Some tools for predicting in-hospital mortality in patients hospitalized with COPD exacerbations have already been developed.10,11 One of them was the “DECAF” score, which comprises five predictors (stable state dyspnea, eosinopenia, consolidation, acidemia, and atrial fibrillation).10 More recently, a decision tree for predicting 30-day mortality was developed; it uses older age, state of consciousness, stable state dyspnea, cardiopathy, use of inspiratory accessory muscles, and paradoxical breathing.11 Some of these predictors are the same as ours. We believe that our nomogram has the following two advantages over these tools. First, our nomogram is based on easily accessible data and is thus easy for clinicians to use. For example, it does not require any laboratory data. Several prediction tools require laboratory data, such as pH and eosinophil count.10 However, such data are not always readily available in clinical settings. Second, our nomogram only requires data that are available on admission, whereas the other prediction tools require data that may be unavailable on admission (eg, stable state dyspnea).
This study has some limitations. The database does not include the stage of COPD or the forced expiratory volume in 1 second, so we could not evaluate the association between stages of COPD severity and mortality, nor could we indicate the stages of COPD on the nomogram. Additionally, the DPC database does not include data of earlier exacerbations without hospitalizations. For using the nomogram in clinical practice, we would require prospective studies in order to compare the estimated in-hospital mortality with the prospective data.

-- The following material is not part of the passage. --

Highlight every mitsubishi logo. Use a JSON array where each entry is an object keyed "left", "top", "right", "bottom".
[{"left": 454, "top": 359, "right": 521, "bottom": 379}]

We have developed a nomogram based on factors that affect in-hospital mortality of COPD exacerbations. This nomogram could help clinicians to predict risk of in-hospital mortality in individual patients with COPD exacerbation and thus help them to provide better care to patients and appropriate clinical information to patients and their families.
This study was supported by grants from the Ministry of Health, Labour and Welfare, Japan. We presented this research at the Congress of the Asian Pacific Society of Respirology 2016 (poster presentation) and published the abstract of this research.32
The authors report no conflicts of interest in this work.